Today Natalia Sergheev is reporter for Radio Free Europe in Chisinau, and the year 2016 brought her one of the first trophies in her career – the first prize in the Youth category of ADAMI Media Prize 2016 contest, for the film “Generation of Emigration”, produced together with producer and cameraman Alex Blumberg within the “Simply” project of Radio Free Europe. The movie brings to the light the phenomenon of migration in Moldova, telling the story of three young men forced to abandon their poorly paid jobs at home and to go abroad in search of better living.

We asked Natalia to share with us her success story, but the young journalist came with a different “proposal” – to make a retrospective of the choice she made and highlight seven reasons why she decided to study at the School of Advanced Journalism. We invite you to see what they are.

  1. SAJ trainers are potential employers. I even got to work next to my ex-teacher (and current teacher, in fact, because I keep learning from him), Vasile Botnaru. The fact that instead of submitting a CV you can write on Facebook to a manager, who knows that he taught you, is a valuable advantage in the labor market.
  2. Teachers are not even “teachers” in the classical sense of the word. I call them so because of “academic” habits. They are, in fact, trainers, and with some of them you will go out for a beer. Some might even become your mentors, if you are lucky. Of course this can happen at the university, too, but in a university lecture hall there is, however, a different dynamic of authority. Someone always is in the front and someone always listens...
  3. While you learn journalism, you already in a way work in an editorial office. The number of students in a graduating class is extremely small compared to a group at university – about 13-15 people. It is how many people work in some editorial offices. It teaches you to work in a team, which is not as easy as it sounds.
  4. You find yourself in a space where the majority of your colleagues really want to do journalism in the future. My words might seem strange, but when most of your university colleagues see themselves working in other areas, it is difficult to assess your own abilities, and especially the progress that you make. The stronger the people you work with, the stronger you get.
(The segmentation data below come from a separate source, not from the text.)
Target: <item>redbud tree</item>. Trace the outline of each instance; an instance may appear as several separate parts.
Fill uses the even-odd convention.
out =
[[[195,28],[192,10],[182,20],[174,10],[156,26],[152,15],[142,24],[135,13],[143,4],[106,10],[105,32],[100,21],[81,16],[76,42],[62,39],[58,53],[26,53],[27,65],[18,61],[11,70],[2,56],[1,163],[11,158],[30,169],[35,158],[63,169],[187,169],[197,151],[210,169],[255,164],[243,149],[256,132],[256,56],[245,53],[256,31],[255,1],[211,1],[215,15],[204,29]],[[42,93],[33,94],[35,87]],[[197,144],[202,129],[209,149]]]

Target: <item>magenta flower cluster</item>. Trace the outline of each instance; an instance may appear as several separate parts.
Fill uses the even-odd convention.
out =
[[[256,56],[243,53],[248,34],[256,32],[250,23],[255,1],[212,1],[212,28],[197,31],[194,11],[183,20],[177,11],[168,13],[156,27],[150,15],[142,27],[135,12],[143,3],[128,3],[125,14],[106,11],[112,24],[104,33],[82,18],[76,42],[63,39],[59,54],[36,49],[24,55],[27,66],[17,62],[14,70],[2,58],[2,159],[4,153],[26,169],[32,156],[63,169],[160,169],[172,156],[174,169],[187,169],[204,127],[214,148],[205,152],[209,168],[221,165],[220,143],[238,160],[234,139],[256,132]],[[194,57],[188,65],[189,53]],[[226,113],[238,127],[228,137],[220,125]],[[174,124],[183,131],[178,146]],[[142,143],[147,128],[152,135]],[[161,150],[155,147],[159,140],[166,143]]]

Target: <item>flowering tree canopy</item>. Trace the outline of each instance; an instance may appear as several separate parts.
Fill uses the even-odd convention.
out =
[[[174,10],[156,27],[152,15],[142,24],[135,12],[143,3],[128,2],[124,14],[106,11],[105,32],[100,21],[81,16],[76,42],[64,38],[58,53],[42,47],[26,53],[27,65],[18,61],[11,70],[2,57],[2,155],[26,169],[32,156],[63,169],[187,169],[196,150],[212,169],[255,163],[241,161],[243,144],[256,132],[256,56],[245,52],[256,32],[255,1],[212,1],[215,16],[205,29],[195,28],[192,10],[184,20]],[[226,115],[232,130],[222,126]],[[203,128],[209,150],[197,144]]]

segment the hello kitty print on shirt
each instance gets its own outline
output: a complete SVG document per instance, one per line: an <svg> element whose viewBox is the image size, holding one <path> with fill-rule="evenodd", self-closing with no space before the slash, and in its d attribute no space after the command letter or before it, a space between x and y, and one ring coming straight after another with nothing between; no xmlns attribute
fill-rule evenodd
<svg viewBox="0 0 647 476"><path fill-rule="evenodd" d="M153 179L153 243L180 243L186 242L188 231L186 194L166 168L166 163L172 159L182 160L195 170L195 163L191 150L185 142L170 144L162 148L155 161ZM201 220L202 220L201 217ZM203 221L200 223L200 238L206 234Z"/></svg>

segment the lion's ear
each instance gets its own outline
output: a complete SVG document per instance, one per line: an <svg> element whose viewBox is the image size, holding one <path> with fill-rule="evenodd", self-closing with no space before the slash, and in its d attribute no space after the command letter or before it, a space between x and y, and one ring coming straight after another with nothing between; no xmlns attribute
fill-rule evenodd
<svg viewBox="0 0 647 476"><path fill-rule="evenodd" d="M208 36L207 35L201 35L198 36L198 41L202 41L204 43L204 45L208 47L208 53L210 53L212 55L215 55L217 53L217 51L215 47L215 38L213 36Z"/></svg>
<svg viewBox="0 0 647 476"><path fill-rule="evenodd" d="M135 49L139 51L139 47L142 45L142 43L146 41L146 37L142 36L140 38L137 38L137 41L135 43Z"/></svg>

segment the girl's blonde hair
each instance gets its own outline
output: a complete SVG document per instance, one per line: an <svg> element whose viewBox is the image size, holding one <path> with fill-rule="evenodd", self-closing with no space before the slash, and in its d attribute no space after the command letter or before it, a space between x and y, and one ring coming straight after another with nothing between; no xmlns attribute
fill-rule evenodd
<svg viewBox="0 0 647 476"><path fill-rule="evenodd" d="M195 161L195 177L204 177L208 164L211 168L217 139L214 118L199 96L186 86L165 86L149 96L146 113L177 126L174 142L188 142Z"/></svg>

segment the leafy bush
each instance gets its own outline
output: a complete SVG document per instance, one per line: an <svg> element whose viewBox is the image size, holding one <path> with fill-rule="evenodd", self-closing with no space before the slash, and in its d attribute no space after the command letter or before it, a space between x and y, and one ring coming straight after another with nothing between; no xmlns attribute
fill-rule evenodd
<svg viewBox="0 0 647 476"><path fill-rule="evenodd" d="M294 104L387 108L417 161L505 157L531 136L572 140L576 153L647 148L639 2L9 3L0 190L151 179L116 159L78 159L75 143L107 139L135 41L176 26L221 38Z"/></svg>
  5. You will do fieldwork. In rain, wind or frost. My belief is that, without trying fieldwork, it is quite hard to become a journalist, even though you might have a master’s, doctor’s or any other academic degree. And the sooner you do it, the better. But it is an opinion; I have nothing to compare it with.
  6. You will live in a pace similar to that of an editorial office. Deadlines over deadlines, day after day ... Yes, it is a good idea to invest a lot of time in a material (or in a master’s thesis), as it results in the best works. The truth is, however, that in reality you will rarely have such opportunities. In the little time I was given for a material, I often did mediocre articles. The problem is that there is always too little time, even when you work “officially”. I start thinking that your entire life you actually have to work just to improve, little by little, this level of “mediocre”. Unless you leave this field of work.
  7. If you are very lucky, you will find real friends. During studies, whatever they are, you have the chance to make strong friendships. But getting a master’s degree, I think, is a largely solitary job ... Instead, at the School of Advanced Journalism the curriculum is made in such a way that teamwork becomes daily routine. With someone (because you’re afraid to go alone) you go to Tiraspol to make a report, with someone else you do a newspaper layout until late at night, other colleagues defend your final academic work in front of teachers, who a few minutes ago tore it to pieces... At the SAJ you have a lot of experiences that show you what you and the people you study with are made of. In my graduating class, these links have not been lost after graduation or change of fields of work. And it is probably the main reason why I am glad that I chose the SAJ instead of a master’s degree.